The end of the 19th century was a time of tumult and revolution in Paris. Government scandals and anarchist bombings punctuated the news. Feneon — who as an art critic and collector had coined the name “Neo-Impressionists” in 1886, and who worked at the Ministry of War —
“cut a dashing figure on the literary scene too, animating several journals, attending Mallarmé’s Symbolist salon and editing Rimbaud’s Illuminations. Amid all this, he also found time for anarchist activities, publishing subversive articles anonymously and pseudonymously.”
In 1894 he was arrested for the bombing of Restaurant Foyot. His wit and intelligence saw him found not guilty by the jury, but he was fired from the War Ministry. For many years thereafter, he edited La revue blanche and later was curator at the prestigious Galerie Bernheim-Jeune.
The Neo-Impressionists worked through strict formalism — what Seurat called ‘a systematic paradigm’ — while riffing off the colour deconstructions of the Impressionists. The order in which they worked seems not to gel with the idea of a chaotic anarchism but, as Foster notes, “[a]lthough anarchists seek to overthrow the state, they do so only to claim a more fundamental order.”
“For Signac the arrangements of painting and society were isomorphic: ‘Justice in sociology, harmony in art: same thing.’ This analogy between a just painting and a just world isn’t as far-fetched as it seems. Subsequent artists with anarchist sympathies, such as Mondrian and Barnett Newman, thought along similar lines – though, fortunately for them, they weren’t trying to depict the golden age.”
The Neo-Impressionists were deeply respectful of autonomy.
“This autonomy takes nothing away from the singularity of a Seurat painting, a Fénéon text, or an anarchist action: individuality, the sine qua non of anarchism, is not sacrificed – on the contrary. ‘This uniform and almost abstract execution leaves the originality of the artist intact,’ Fénéon wrote of Neo-Impressionist technique, ‘and even heightens it’.”

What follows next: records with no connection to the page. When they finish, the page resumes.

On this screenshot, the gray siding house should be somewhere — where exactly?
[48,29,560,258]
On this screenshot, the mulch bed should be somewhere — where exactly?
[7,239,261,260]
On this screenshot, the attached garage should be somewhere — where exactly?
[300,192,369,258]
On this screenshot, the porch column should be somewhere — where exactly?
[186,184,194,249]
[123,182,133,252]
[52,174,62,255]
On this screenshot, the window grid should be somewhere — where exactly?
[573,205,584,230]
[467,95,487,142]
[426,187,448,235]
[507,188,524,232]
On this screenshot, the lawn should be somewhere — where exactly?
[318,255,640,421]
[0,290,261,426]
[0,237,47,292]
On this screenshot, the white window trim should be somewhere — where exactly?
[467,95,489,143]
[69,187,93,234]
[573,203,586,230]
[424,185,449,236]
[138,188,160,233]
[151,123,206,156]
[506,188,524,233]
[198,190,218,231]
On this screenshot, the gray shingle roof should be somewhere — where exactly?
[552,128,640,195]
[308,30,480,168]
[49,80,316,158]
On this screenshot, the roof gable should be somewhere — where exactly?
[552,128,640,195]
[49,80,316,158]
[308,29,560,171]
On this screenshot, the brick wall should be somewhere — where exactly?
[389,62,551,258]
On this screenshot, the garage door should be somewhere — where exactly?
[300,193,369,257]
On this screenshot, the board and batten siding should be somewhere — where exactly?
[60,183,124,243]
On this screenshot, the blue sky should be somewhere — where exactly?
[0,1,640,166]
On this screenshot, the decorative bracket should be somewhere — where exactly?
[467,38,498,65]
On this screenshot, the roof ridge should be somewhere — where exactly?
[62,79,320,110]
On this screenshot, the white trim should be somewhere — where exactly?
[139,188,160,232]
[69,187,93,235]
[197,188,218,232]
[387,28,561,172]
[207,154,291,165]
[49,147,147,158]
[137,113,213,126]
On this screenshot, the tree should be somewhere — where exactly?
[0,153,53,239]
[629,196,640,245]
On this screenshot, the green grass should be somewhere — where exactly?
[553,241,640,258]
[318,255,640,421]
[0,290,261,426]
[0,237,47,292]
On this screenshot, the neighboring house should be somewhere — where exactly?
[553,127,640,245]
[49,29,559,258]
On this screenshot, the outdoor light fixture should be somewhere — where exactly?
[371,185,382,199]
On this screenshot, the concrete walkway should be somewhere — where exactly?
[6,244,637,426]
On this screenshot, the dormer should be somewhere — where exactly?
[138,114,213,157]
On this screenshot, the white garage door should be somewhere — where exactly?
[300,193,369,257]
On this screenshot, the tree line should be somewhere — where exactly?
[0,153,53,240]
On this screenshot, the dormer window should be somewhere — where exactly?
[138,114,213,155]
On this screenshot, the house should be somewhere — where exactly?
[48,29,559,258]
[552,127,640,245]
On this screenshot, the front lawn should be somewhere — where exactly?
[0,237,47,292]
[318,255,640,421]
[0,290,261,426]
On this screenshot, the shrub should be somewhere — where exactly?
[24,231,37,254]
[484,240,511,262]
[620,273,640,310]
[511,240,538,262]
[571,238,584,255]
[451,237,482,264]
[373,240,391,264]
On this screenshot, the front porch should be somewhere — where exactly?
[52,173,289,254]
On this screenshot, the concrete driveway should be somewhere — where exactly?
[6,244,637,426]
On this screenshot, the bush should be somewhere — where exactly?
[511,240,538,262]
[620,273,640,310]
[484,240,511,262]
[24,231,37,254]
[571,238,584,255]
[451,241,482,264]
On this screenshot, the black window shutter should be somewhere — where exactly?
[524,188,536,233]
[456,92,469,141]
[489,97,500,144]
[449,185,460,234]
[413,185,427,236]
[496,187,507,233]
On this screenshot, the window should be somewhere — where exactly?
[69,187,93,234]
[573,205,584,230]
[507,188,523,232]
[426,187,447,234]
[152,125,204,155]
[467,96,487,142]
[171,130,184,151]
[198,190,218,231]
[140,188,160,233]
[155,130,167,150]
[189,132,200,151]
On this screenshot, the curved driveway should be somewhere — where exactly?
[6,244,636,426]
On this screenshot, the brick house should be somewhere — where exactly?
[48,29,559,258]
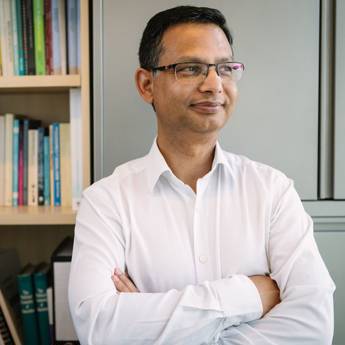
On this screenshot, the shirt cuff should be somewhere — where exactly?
[212,274,263,325]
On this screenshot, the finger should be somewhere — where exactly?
[114,268,139,292]
[111,274,130,292]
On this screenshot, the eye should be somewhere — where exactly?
[176,63,202,76]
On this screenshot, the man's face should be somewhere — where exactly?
[153,24,238,134]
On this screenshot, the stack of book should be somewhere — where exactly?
[0,90,82,209]
[0,0,80,76]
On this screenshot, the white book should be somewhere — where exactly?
[69,89,83,210]
[28,129,38,206]
[59,0,67,74]
[5,114,14,206]
[60,123,72,207]
[0,115,5,206]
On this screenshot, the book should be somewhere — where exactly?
[15,0,25,75]
[11,0,19,75]
[51,0,61,74]
[22,0,36,75]
[0,115,5,206]
[28,129,38,206]
[5,114,14,206]
[43,133,50,206]
[52,122,61,206]
[33,0,46,75]
[66,0,78,74]
[37,127,44,205]
[44,0,53,74]
[47,286,54,344]
[17,264,39,345]
[60,123,72,206]
[12,118,19,206]
[0,288,22,345]
[69,89,83,210]
[0,0,14,76]
[58,0,67,74]
[34,262,50,345]
[0,248,22,345]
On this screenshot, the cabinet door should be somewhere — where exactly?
[315,231,345,345]
[334,0,345,199]
[94,0,319,200]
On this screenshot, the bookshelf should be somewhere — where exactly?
[0,0,91,264]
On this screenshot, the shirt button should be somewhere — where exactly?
[199,255,207,264]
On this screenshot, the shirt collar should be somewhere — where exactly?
[146,138,230,191]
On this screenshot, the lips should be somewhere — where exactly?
[191,101,224,114]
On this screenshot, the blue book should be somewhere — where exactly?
[15,0,25,75]
[12,119,19,206]
[51,0,61,74]
[52,122,61,206]
[66,0,78,74]
[37,127,44,205]
[43,135,50,206]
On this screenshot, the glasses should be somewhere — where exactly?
[151,62,244,82]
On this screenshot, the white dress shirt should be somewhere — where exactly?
[69,142,335,345]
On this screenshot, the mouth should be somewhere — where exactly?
[190,101,224,114]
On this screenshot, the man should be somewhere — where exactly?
[69,6,334,345]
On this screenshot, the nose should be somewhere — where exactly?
[199,66,223,93]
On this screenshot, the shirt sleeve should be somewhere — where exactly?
[69,181,262,345]
[217,180,335,345]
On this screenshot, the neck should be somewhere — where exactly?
[157,133,217,192]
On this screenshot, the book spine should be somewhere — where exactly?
[53,122,61,206]
[34,273,50,345]
[37,127,44,205]
[33,0,46,75]
[60,123,72,207]
[1,0,14,76]
[5,114,14,206]
[44,0,53,74]
[15,0,25,75]
[67,0,78,74]
[0,115,5,206]
[51,0,61,74]
[23,120,29,205]
[0,306,14,345]
[12,119,19,206]
[58,0,67,74]
[43,135,50,206]
[11,0,19,75]
[18,120,24,206]
[49,125,55,206]
[28,129,38,206]
[23,0,36,75]
[17,275,39,345]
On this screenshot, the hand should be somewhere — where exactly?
[111,268,140,293]
[249,276,280,316]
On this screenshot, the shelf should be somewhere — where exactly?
[0,206,76,225]
[0,74,81,92]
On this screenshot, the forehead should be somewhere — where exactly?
[160,23,232,64]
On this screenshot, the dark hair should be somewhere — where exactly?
[139,6,233,69]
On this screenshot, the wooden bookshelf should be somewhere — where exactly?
[0,0,91,263]
[0,206,76,225]
[0,75,81,92]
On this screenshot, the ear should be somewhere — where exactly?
[135,68,153,104]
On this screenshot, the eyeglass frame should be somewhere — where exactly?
[149,61,244,80]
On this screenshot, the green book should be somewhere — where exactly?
[34,262,50,345]
[33,0,46,75]
[17,264,40,345]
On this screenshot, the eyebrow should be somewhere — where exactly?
[176,55,233,63]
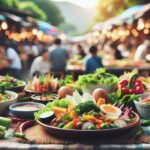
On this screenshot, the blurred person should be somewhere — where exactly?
[109,42,123,60]
[5,47,22,79]
[77,44,86,58]
[30,49,50,77]
[48,38,69,72]
[134,40,150,61]
[84,45,103,73]
[0,45,9,75]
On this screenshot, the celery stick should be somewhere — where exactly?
[0,117,12,128]
[0,131,5,139]
[0,125,6,132]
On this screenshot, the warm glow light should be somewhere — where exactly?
[144,29,149,34]
[1,21,8,30]
[137,19,144,30]
[32,29,38,35]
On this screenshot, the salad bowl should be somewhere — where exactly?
[0,91,18,115]
[0,75,26,93]
[37,112,140,138]
[134,94,150,119]
[31,93,58,104]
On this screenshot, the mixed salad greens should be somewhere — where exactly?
[77,68,118,87]
[0,93,10,102]
[35,90,136,130]
[0,75,24,93]
[27,74,59,93]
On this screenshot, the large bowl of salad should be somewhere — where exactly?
[0,75,26,93]
[35,93,140,138]
[77,68,118,94]
[24,74,59,95]
[0,90,18,115]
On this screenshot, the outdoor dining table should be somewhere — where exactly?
[0,127,150,150]
[0,92,150,150]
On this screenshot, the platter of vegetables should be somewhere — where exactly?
[0,90,18,115]
[0,75,26,92]
[0,117,26,140]
[25,74,59,94]
[31,93,58,104]
[77,68,118,94]
[35,92,139,138]
[117,74,144,96]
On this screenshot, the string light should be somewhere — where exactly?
[1,21,8,30]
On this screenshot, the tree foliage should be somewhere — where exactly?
[33,0,64,26]
[58,23,77,35]
[0,0,19,8]
[19,1,47,20]
[94,0,149,22]
[0,0,64,26]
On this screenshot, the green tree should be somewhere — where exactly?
[94,0,149,22]
[0,0,19,8]
[19,1,47,20]
[58,23,77,35]
[33,0,64,26]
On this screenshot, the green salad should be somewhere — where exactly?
[77,68,118,87]
[0,75,24,92]
[0,93,10,102]
[34,98,71,120]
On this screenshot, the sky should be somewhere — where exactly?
[53,0,96,8]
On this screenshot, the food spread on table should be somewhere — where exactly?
[32,93,57,101]
[0,69,150,142]
[140,96,150,105]
[13,104,41,111]
[0,93,11,102]
[26,74,59,93]
[0,75,24,89]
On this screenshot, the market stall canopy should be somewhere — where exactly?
[0,7,37,18]
[37,21,59,36]
[93,5,144,30]
[134,3,150,20]
[117,5,144,20]
[0,15,6,21]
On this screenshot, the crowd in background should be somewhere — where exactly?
[0,36,150,78]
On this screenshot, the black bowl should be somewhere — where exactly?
[11,81,26,93]
[9,102,45,119]
[31,93,58,104]
[37,112,140,139]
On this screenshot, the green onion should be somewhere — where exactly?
[13,132,26,139]
[0,126,6,132]
[0,131,5,139]
[0,117,12,128]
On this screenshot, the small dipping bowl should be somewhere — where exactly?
[134,94,150,119]
[31,93,58,104]
[9,102,45,119]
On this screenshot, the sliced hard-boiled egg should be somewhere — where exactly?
[100,104,121,116]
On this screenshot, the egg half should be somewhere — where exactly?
[100,104,121,116]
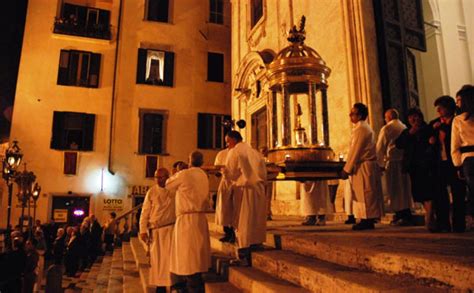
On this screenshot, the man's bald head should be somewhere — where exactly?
[385,108,399,123]
[155,168,170,187]
[189,151,204,167]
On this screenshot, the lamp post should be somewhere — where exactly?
[31,182,41,224]
[15,164,39,236]
[2,140,23,232]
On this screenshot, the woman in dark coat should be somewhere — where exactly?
[396,108,438,231]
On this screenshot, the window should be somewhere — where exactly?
[250,0,263,28]
[139,110,166,155]
[50,111,95,151]
[207,52,224,82]
[145,0,169,22]
[209,0,224,24]
[198,113,230,149]
[54,3,111,40]
[57,50,100,88]
[137,48,174,86]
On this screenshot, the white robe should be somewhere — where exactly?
[140,185,176,286]
[166,167,211,276]
[300,180,329,216]
[224,142,267,248]
[376,119,412,212]
[214,149,234,226]
[344,121,383,219]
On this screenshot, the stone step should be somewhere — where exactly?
[267,227,474,290]
[107,248,123,293]
[122,242,143,293]
[77,256,103,291]
[252,250,449,292]
[205,282,243,293]
[209,231,237,257]
[229,267,310,293]
[94,252,112,293]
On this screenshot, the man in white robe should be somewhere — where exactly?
[166,151,211,292]
[300,180,329,226]
[341,103,383,230]
[376,109,412,226]
[224,131,267,265]
[140,168,176,293]
[214,148,235,243]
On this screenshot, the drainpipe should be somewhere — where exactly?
[107,0,123,175]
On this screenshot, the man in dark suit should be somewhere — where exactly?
[430,96,466,232]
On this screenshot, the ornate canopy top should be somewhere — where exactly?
[267,16,331,93]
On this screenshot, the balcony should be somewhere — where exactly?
[53,17,112,40]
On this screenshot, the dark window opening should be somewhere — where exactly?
[207,52,224,82]
[209,0,224,24]
[139,111,165,155]
[197,113,230,149]
[146,0,169,22]
[57,50,101,88]
[50,111,95,151]
[137,48,174,86]
[54,3,111,40]
[250,0,263,28]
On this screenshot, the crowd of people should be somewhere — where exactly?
[0,85,474,292]
[0,212,127,292]
[336,85,474,233]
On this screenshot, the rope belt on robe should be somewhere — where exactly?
[459,145,474,154]
[176,210,215,218]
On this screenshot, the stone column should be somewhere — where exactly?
[308,82,318,145]
[281,85,291,146]
[321,87,329,147]
[267,91,278,149]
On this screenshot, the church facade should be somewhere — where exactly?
[231,0,473,214]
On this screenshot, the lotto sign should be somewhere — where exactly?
[53,209,67,223]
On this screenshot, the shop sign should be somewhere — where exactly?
[128,185,150,196]
[103,198,124,211]
[53,209,68,223]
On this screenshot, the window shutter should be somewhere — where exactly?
[62,3,77,19]
[50,111,65,150]
[76,5,87,27]
[89,53,101,88]
[147,0,169,22]
[214,115,224,149]
[163,52,174,86]
[82,114,95,151]
[198,113,214,149]
[145,156,158,178]
[79,53,91,86]
[57,50,69,85]
[137,48,147,83]
[99,9,110,28]
[67,51,80,85]
[207,52,224,82]
[141,113,163,154]
[157,0,169,22]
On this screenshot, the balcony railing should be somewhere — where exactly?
[54,17,112,40]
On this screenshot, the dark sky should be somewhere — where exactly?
[0,0,28,142]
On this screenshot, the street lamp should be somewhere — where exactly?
[31,182,41,224]
[15,164,39,233]
[2,140,23,232]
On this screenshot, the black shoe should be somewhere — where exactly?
[352,220,375,231]
[301,215,317,226]
[344,215,356,225]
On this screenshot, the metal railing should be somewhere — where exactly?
[53,17,112,40]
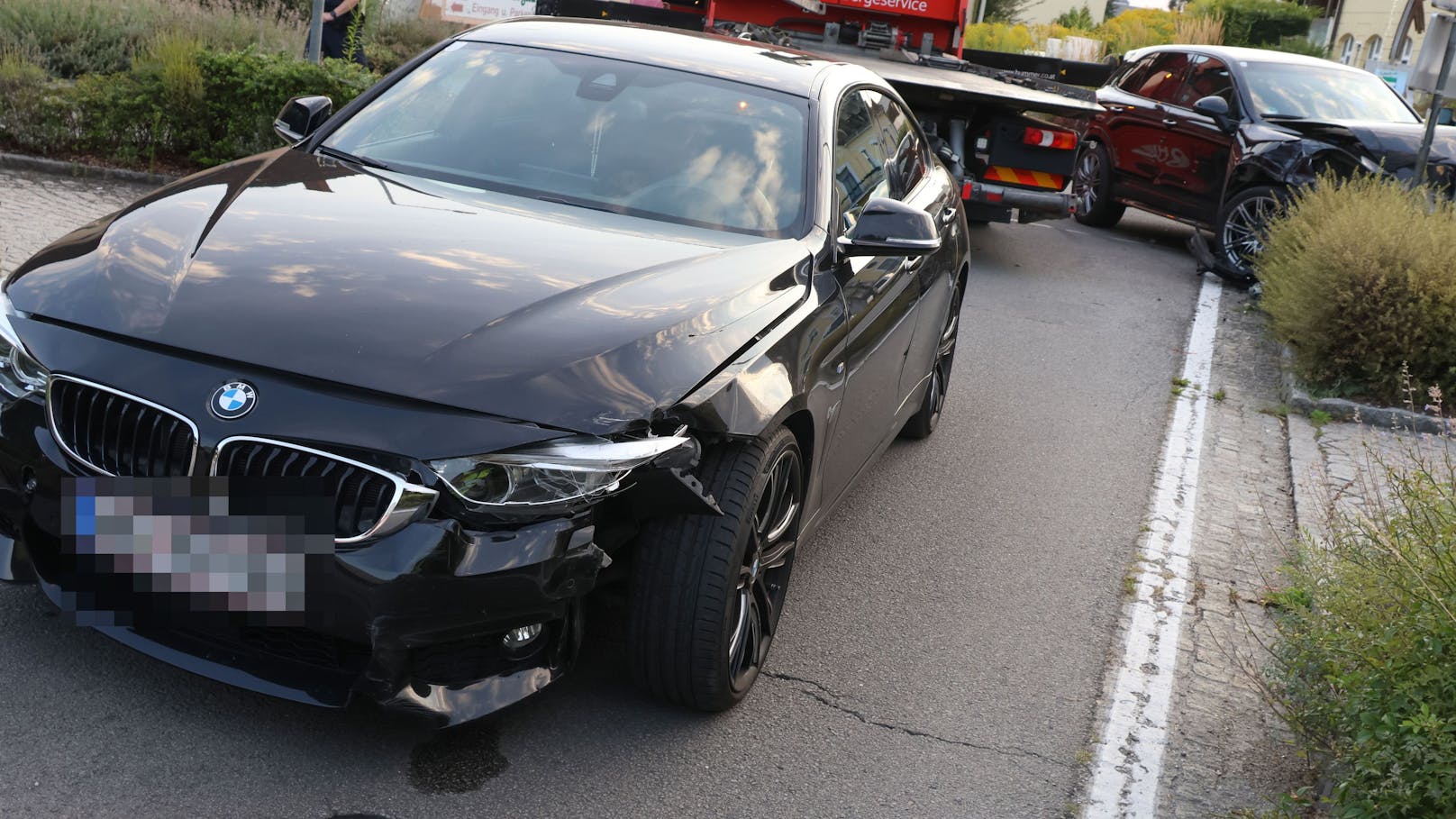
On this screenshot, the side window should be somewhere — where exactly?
[860,90,926,200]
[834,90,893,229]
[1127,51,1188,102]
[1113,54,1158,94]
[1172,57,1239,115]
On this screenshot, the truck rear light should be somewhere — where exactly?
[984,165,1066,191]
[1021,128,1078,150]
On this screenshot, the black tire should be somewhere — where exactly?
[627,427,806,711]
[1071,143,1127,227]
[1213,185,1288,287]
[900,272,965,439]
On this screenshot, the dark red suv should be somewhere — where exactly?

Foster’s piece is a deeply fascinating essay on several levels and I have barely scratched the surface with my notes above. Well worth the read.
“Demonstrating continued demand for both masterpiece and core-level works of art, some 280,000 people tuned into the highly anticipated Evening Sale through Christie’s website and social media channels, including YouTube, Facebook and WeChat. The sale also registered bidders from across the world via Christie’s LIVE online bidding platform, with a broadening demographic of bidders under the age of 40. “
The prize exhibit was Cy Twombley’s Untitled (Bolsena) which sold for $38,685,000.
A Mark Rothko also sold well:
Also of interest, Stan the T-Rex sold for five times the low estimate, making it at $31,847,500 the most expensive fossil ever sold.
The success of this outing will no doubt encourage more on-line fine art auctions in the future.